Another possibility was obstruction of breathing, he said: “At this stage it is very easy to impair breathing without any obvious signs in post-mortem examination.”

Mark Gordon court case
A court artist sketch of Constance Marten and Mark Gordon at the Old Bailey, London (Elizabeth Cook/PA)

Cross-examining for Marten, Francis FitzGibbon KC raised a circumstance in which a child died when a mother fell asleep while feeding.

He said: “I’m not talking here about a policy, a plan of putting a baby down in a bed next to mother.

“I’m talking about mother feeding baby, drops off, exhausted, wakes up and baby has died.

“That’s a phenomenon that can occur anywhere with a tired breast-feeding mother.”

Dr Cary agreed that possibility could not be excluded.

Mr FitzGibbon said: “You cannot determine when the baby died.”

The pathologist replied: “I cannot.”

John Femi-Ola KC, for Gordon, highlighted there were no signs of violence on Victoria’s body. The witness agreed.

Andreas Marnerides, a consultant in paediatric pathology, told jurors he could not say exactly how old Victoria was from her foot length and other parameters.

She could have been two, four or six weeks old, he said.
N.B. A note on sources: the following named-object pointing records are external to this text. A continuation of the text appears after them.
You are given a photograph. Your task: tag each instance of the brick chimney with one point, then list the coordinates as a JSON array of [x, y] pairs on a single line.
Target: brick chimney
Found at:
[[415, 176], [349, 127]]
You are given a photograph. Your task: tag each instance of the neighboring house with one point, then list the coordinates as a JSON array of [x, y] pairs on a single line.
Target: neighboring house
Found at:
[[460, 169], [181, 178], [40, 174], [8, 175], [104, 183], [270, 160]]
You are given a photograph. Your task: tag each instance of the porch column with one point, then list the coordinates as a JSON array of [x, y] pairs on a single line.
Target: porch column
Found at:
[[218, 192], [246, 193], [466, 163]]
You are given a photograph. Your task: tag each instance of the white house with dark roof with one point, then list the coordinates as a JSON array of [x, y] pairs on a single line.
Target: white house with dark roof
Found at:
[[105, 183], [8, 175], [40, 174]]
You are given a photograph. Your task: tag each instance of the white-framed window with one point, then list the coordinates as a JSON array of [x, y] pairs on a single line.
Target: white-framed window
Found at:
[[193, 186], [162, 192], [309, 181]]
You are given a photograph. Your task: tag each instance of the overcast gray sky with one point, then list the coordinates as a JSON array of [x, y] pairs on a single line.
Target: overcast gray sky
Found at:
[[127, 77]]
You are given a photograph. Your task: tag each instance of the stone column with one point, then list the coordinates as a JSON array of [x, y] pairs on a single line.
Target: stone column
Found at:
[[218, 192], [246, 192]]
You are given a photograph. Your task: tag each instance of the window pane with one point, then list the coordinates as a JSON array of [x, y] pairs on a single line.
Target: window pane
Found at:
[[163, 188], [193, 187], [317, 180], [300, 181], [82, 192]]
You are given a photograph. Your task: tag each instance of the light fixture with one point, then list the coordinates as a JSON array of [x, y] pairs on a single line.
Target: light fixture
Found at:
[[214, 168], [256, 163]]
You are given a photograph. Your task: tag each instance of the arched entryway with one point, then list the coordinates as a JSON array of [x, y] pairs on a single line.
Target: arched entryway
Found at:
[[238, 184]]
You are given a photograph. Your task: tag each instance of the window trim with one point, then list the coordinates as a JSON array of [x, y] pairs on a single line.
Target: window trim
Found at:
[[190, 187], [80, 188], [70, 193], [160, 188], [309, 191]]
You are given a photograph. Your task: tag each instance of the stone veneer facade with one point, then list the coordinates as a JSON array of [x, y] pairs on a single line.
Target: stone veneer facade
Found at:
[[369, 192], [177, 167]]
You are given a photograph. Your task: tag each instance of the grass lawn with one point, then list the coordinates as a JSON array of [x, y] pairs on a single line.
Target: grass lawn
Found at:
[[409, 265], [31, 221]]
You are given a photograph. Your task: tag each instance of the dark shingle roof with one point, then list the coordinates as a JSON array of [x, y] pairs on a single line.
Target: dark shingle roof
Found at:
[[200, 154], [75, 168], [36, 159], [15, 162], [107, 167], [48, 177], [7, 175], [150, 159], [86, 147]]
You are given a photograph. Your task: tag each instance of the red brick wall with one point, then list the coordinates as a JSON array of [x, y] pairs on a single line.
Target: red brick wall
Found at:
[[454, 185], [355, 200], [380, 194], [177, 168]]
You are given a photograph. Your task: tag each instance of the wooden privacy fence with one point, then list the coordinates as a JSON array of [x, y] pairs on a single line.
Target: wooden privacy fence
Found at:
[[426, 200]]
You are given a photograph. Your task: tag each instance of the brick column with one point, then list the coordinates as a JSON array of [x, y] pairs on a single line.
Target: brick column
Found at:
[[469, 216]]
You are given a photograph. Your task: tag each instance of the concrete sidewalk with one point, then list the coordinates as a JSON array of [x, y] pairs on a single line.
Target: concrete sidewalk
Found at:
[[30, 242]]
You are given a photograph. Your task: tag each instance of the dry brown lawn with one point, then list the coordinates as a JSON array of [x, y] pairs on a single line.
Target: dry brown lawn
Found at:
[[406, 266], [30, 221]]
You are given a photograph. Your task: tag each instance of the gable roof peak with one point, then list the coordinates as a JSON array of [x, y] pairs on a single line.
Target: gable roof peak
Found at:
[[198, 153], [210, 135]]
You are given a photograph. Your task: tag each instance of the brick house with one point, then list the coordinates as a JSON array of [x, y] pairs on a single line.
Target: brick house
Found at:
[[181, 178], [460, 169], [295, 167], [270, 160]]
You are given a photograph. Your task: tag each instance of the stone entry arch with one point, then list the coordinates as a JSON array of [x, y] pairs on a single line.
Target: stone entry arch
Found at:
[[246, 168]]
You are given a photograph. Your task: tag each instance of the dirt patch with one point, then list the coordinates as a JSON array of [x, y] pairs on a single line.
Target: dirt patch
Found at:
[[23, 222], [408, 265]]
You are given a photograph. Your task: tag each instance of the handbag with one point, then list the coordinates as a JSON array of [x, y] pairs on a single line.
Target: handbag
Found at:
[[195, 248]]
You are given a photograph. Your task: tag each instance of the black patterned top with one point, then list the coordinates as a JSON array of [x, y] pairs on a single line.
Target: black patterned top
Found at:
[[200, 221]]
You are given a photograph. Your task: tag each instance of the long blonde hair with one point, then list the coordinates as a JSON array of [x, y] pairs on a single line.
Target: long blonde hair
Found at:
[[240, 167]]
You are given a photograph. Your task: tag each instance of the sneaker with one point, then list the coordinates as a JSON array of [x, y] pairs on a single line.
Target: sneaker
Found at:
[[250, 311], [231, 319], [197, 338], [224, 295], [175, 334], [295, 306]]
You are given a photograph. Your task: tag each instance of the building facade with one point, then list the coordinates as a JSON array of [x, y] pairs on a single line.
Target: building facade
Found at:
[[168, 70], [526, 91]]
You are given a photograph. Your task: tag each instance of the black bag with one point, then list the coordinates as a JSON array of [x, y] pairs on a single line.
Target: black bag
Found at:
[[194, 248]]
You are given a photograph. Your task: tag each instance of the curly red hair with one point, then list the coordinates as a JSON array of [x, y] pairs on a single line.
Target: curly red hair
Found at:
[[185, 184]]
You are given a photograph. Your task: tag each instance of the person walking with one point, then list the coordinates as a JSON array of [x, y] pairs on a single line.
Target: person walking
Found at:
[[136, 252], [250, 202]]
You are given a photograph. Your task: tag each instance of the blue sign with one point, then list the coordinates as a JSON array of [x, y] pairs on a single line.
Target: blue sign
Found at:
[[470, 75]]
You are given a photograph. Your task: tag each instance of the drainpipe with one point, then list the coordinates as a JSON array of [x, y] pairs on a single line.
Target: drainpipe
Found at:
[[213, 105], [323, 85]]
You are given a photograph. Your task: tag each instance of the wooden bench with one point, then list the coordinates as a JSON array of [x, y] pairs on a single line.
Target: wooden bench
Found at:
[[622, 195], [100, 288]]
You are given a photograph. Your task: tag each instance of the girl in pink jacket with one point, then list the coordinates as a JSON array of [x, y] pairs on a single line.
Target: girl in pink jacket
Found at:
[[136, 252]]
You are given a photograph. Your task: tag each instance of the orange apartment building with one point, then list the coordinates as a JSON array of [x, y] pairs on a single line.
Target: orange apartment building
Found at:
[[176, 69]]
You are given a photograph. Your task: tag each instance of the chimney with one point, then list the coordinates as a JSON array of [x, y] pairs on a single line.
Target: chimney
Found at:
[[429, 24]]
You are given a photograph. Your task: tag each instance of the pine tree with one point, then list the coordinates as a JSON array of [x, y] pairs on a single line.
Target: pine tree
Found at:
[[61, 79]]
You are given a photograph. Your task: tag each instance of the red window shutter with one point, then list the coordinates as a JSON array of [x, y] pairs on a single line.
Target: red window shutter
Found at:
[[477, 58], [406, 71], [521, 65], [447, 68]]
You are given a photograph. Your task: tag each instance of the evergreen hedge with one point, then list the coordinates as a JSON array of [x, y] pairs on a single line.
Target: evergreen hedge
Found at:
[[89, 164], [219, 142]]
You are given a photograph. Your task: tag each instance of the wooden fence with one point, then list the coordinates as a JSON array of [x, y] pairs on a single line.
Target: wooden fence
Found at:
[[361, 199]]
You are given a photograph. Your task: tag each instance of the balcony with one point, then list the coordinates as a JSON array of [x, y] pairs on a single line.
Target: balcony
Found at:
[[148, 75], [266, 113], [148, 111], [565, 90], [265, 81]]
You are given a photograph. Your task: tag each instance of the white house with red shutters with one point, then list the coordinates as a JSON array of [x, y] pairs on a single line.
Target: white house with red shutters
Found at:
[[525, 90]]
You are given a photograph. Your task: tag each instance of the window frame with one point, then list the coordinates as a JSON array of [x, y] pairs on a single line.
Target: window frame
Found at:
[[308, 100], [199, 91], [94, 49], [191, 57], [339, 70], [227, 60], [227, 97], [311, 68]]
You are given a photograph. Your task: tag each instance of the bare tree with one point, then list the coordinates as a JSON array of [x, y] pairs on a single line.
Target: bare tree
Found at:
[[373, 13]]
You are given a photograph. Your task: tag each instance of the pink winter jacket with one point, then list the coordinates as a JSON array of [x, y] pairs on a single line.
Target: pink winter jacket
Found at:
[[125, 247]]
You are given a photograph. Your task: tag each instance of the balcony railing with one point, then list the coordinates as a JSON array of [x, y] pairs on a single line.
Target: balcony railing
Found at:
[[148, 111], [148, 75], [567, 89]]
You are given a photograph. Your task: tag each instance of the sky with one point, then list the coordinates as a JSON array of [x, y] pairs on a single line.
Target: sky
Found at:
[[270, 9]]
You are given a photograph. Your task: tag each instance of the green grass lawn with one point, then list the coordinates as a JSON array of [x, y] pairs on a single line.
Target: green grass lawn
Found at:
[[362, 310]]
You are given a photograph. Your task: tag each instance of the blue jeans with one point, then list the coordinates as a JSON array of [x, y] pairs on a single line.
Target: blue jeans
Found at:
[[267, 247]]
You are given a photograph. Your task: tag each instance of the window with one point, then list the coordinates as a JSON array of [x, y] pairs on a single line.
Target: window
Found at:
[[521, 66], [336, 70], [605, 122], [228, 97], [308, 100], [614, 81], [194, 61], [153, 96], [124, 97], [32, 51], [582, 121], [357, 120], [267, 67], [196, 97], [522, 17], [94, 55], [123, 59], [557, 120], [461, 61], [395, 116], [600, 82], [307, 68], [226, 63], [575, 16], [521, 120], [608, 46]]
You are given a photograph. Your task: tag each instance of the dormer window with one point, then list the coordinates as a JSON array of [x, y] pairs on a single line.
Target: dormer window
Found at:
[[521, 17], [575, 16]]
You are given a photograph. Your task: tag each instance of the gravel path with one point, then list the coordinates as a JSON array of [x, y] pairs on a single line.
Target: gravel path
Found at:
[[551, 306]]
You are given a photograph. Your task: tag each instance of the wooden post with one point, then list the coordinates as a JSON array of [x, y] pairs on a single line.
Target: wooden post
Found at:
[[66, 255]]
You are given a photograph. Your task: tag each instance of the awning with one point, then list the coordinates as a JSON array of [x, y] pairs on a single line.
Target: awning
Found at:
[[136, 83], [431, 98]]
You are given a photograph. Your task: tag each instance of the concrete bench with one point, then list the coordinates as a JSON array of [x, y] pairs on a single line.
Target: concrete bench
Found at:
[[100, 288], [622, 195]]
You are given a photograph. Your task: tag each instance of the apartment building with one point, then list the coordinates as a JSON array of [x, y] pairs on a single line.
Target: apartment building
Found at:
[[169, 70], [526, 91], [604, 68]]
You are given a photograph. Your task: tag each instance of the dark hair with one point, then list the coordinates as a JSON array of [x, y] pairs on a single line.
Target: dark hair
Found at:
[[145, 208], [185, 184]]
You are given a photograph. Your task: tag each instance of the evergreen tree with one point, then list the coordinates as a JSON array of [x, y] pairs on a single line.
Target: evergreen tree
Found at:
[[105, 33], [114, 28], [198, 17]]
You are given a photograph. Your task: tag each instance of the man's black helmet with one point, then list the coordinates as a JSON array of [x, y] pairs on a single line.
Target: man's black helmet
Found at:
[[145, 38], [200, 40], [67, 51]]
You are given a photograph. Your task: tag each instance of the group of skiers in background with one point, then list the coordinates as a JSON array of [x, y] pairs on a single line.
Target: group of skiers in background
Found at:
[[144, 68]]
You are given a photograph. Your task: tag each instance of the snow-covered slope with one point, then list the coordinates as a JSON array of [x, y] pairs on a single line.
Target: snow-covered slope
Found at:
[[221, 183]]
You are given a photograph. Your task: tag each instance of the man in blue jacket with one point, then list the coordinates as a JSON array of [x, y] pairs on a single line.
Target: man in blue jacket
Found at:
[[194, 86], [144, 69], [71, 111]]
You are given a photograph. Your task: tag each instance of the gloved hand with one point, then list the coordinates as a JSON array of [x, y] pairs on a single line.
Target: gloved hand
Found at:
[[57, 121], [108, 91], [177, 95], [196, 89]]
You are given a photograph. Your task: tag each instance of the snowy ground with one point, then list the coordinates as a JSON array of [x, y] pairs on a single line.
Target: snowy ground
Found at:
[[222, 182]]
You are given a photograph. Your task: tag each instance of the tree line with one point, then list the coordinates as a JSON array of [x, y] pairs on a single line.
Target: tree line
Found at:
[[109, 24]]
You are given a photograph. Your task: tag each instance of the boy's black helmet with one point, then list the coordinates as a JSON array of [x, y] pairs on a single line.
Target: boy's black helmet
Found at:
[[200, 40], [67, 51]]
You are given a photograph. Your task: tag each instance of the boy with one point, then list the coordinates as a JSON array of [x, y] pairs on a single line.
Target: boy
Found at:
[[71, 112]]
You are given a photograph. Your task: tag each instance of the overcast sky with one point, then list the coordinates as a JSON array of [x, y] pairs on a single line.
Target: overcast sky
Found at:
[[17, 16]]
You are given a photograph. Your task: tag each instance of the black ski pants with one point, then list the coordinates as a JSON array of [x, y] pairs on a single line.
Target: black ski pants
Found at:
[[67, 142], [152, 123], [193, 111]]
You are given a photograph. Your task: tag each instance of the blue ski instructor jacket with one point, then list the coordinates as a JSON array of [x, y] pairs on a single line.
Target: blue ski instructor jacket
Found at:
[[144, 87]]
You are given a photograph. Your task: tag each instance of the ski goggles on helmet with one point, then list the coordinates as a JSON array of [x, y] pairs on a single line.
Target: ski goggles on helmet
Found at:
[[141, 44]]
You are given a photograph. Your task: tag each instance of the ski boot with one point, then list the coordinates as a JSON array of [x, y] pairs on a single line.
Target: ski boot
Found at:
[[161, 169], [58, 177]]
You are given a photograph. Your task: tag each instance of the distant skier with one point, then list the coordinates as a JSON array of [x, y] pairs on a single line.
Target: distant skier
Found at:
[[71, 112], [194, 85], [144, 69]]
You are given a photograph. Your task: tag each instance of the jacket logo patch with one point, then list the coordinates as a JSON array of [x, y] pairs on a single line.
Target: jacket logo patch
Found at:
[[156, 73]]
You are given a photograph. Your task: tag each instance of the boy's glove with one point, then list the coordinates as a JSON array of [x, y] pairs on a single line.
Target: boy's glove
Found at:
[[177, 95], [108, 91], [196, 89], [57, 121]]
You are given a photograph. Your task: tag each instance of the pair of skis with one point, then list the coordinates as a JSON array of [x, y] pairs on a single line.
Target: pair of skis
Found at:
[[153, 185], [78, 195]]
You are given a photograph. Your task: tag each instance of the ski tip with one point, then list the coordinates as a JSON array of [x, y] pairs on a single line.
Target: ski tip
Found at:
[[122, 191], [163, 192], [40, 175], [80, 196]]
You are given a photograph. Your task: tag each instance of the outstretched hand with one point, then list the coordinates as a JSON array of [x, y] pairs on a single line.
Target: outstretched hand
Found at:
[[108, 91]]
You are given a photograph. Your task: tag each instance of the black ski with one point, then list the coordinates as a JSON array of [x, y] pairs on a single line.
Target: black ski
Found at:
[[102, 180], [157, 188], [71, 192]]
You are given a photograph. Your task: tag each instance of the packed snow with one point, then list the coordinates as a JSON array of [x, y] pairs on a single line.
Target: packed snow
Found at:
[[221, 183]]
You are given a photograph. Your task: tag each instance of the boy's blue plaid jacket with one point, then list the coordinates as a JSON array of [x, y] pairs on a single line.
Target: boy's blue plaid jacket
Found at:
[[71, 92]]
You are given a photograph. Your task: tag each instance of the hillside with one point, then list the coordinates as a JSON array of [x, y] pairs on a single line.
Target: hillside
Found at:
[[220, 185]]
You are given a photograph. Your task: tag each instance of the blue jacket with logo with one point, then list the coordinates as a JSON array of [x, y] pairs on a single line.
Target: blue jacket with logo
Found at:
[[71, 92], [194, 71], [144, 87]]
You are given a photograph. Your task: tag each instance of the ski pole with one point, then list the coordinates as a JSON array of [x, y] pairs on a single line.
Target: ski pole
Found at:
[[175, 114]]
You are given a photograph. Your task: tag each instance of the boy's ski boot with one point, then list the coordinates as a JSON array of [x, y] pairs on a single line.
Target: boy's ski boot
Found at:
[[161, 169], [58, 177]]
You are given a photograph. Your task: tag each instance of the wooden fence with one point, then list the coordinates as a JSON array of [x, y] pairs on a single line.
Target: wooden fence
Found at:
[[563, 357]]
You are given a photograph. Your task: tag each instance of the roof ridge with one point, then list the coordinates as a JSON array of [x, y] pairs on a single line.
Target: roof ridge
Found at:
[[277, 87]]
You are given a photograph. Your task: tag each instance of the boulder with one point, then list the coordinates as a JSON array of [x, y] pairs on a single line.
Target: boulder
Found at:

Mr Marnerides added: “I cannot use a specific set of measurements to say, specially with this degree of decomposition, the baby must have been two weeks.”

Jurors were shown a replica of the red Lidl bag with sunflower, lemon and pepper motif in which Victoria’s body was found in.

The court was told the defendants’ sleeping bags had a rating designed for “late spring or early autumn”.

A series of photographs was shown to the jury of Marten following her arrest.

She was wearing leggings with holes in, and stuffing used as insulation poking out of her top and inside her shoes.

Previously, the court has heard that Marten told police Victoria had died after she fell asleep in a tent while holding her under her jacket.

According to facts agreed between the parties, she had previously been warned by social workers of the risks of falling asleep with the baby on her and that a tent would be “wholly inappropriate for a baby to live in”.

The defendants, of no fixed address, deny manslaughter by gross negligence, perverting the course of justice, concealing the birth of a child, child cruelty and causing or allowing the death of a child.